私自身も結婚が遅く、アラサーの頃には都と同じような思いをしたことがある。私の場合は長年付き合いすぎて結婚する勢いを逃してダラダラしていた。両親は幸い元気だったが、私自身がストレスから体調を崩したり長引く不景気の影響で給料が下がったりと不安が尽きなかった。が、相手の方は特に将来を考えるわけでもなくのんべんだらりと現状維持で良しとしている。
正直、結婚するとしてこの相手が支えになってくれるか?と疑問にも思っていたし、いっそのことちゃんと終わらせて、おひとり様の覚悟を決めた方がいいんじゃないかなどストレスフルな毎日を送っていた。
結局は結婚して今に至っているわけだが、あの息苦しいようなままならなさを都も抱えていると思うと、たまらなく愛おしい。
開き直って腹を括るには自分に自信がないし、かといって他人頼みで甘えるにはもうそれが許される歳でもない。
そこをなんとかやり過ごしてしまえば、今度はふっと力が抜けて楽になることを今は知っているから都を愛おしく思えるのかもしれない。
都は周りの空気を読んでそつなくこなすタイプなので、他者から与えられた“都”に縛られて余計に出口が見えないのかもしれない。けれどそれは都が自分で出口を決めていないから見つけられないのだ。その弱さに気づくことができなければ、“出口”は見つからないのだ。
“自分”はどうしたいか。どうなりたいか。
そこに向き合った時、都は強さを手に入れる。状況は変わらなくて将来の展望はまだ見えていないとしても、その強さを手に入れることができれば“何とかなる”のだ。
私が支えてもらった山本文緒節がちゃんと
そこにあった。
けれど以前の作品よりももっと大きく優しくなっている気がする。
都の惑いを丁寧に丹念に書き上げ、ヒリヒリするような焦燥感の代わりに、どこか登場人物を冷静に見つめながらも見守るような大きさを感じた。それは氏自身の辛い時期を経て書かれた作品だからかもしれない。
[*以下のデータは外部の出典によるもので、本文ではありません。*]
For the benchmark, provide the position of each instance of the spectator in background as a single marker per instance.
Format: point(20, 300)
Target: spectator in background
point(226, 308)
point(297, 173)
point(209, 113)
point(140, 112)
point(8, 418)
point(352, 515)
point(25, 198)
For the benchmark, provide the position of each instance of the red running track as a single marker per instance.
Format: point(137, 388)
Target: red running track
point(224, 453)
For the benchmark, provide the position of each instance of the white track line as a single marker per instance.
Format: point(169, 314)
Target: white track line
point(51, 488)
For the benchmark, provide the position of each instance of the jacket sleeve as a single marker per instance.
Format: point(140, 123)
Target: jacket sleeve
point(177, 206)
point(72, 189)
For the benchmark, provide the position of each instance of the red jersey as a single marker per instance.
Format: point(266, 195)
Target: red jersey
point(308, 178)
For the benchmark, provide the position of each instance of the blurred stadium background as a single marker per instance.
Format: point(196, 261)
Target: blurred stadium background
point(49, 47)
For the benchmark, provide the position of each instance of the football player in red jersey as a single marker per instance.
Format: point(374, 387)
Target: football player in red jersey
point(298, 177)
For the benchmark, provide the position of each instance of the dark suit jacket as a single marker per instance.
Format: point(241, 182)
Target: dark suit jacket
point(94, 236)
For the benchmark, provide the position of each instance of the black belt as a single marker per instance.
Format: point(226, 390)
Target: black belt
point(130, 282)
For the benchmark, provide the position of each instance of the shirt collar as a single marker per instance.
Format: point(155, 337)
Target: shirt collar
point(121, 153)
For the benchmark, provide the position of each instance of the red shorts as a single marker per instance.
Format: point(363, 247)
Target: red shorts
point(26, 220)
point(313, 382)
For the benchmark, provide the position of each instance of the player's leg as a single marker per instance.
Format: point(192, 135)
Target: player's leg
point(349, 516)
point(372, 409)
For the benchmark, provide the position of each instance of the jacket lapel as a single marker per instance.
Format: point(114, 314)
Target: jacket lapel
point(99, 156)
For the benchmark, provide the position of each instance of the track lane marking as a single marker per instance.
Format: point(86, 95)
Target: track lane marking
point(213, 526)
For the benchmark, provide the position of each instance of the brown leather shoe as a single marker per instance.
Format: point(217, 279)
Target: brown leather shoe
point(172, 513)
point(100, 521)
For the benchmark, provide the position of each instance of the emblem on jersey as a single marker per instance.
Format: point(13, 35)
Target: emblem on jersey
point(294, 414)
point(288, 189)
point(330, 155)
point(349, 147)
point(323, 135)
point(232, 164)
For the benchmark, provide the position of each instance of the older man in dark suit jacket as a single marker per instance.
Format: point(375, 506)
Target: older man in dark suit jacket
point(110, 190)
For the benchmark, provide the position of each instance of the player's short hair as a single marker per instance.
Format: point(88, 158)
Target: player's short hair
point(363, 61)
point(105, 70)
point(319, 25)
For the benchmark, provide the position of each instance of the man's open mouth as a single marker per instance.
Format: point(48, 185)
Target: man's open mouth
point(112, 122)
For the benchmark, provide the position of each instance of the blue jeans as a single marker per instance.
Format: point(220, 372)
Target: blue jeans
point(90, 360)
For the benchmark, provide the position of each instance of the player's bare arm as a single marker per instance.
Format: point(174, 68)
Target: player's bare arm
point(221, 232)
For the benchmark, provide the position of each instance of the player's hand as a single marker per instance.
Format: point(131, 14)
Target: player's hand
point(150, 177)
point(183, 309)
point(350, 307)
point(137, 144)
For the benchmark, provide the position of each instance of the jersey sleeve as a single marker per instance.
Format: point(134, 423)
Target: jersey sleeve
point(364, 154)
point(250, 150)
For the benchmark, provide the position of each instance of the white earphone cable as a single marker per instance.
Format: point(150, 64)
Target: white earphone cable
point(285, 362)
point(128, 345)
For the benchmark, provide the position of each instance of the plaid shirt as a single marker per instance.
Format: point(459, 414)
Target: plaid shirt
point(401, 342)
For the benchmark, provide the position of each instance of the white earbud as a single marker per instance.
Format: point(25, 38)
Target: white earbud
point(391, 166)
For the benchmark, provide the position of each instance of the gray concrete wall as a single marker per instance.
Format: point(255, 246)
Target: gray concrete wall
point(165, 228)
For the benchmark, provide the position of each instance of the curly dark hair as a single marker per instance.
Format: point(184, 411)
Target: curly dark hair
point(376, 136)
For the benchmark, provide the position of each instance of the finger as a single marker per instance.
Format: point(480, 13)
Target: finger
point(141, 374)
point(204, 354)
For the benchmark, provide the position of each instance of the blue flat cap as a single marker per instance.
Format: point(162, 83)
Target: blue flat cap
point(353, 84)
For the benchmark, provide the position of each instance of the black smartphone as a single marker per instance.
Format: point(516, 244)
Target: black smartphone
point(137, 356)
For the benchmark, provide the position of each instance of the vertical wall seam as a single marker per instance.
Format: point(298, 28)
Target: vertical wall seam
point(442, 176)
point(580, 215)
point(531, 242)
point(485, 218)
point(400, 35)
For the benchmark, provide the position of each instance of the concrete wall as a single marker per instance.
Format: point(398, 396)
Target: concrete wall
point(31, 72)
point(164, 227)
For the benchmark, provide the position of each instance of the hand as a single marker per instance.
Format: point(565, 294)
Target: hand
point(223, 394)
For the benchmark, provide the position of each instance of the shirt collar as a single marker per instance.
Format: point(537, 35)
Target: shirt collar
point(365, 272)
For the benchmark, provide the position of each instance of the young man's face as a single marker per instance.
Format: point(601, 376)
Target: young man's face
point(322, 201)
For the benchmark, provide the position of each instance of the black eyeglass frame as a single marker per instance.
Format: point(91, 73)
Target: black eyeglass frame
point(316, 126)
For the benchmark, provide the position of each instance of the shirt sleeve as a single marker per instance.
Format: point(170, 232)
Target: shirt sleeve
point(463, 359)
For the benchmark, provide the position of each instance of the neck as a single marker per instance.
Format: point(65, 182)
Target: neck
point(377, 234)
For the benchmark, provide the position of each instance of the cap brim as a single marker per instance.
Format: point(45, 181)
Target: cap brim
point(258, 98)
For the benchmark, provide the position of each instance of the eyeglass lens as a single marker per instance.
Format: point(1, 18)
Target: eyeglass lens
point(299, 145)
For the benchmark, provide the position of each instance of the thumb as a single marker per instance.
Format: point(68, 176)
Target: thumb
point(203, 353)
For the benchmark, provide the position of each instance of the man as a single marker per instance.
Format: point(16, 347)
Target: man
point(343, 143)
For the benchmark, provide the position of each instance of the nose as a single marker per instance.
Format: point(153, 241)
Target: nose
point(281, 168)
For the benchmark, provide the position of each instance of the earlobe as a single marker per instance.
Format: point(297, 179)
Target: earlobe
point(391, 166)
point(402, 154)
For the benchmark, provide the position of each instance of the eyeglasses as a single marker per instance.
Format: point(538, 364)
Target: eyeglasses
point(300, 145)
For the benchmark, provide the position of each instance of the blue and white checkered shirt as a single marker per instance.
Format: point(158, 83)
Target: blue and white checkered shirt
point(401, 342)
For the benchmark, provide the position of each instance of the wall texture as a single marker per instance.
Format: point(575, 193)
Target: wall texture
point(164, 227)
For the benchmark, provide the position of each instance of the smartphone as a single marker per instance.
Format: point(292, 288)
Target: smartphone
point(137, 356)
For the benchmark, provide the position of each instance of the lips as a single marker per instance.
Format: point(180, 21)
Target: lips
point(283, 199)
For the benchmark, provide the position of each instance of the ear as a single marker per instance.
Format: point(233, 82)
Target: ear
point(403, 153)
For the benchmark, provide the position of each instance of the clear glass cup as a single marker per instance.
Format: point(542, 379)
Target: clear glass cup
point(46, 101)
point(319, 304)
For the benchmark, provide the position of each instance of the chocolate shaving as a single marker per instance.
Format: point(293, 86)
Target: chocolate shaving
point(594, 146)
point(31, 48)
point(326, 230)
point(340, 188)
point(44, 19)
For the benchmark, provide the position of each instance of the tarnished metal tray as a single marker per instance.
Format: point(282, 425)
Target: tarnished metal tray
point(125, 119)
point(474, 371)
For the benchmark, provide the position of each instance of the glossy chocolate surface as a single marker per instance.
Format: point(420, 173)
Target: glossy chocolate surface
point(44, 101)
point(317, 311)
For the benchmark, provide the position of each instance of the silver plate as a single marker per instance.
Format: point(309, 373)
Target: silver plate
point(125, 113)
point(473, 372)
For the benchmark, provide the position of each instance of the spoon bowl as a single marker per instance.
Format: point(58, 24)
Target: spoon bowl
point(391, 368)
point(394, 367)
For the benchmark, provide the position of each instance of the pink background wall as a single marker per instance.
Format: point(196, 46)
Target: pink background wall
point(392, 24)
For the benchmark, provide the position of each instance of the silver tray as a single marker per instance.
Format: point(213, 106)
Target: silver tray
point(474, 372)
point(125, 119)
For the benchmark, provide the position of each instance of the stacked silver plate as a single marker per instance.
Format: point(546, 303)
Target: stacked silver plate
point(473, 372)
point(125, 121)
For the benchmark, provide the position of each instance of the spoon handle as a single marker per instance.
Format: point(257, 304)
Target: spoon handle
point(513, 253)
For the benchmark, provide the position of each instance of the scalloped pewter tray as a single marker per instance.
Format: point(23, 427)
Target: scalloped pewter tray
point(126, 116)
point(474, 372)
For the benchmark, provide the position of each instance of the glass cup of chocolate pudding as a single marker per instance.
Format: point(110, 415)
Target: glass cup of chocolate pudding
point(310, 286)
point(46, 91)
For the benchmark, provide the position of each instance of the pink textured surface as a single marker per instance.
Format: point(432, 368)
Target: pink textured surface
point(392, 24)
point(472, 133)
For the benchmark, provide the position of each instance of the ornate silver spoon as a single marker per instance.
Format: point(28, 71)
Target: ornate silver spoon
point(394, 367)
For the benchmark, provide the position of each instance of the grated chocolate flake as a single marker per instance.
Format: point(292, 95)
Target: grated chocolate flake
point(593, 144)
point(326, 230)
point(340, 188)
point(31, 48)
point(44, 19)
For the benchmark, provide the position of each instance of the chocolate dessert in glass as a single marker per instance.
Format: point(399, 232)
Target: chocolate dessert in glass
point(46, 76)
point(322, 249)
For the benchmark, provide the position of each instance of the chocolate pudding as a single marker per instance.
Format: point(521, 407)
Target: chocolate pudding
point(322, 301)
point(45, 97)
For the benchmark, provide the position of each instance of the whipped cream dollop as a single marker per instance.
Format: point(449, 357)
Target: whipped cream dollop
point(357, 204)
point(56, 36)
プロローグで読者のミスリードを誘う『恋愛中毒』を思い出させる展開もずっと作品を読み続けてきた者にとっては嬉しい。
そして用意されたこれまでの作品と違う優しいエピローグ。
一番心に残るのは都の母の言葉だ。
「別にそんなに幸せになろうとしなくていいのよ。幸せにならなきゃって思い詰めると、ちょっとの不幸が許せなくなる。すこしくらい不幸でいい。思い通りにはならないものよ」
何が幸せかも思い定められていないのに“幸せ”を求めて迷路の中にいる人に手に取ってほしい一冊だった。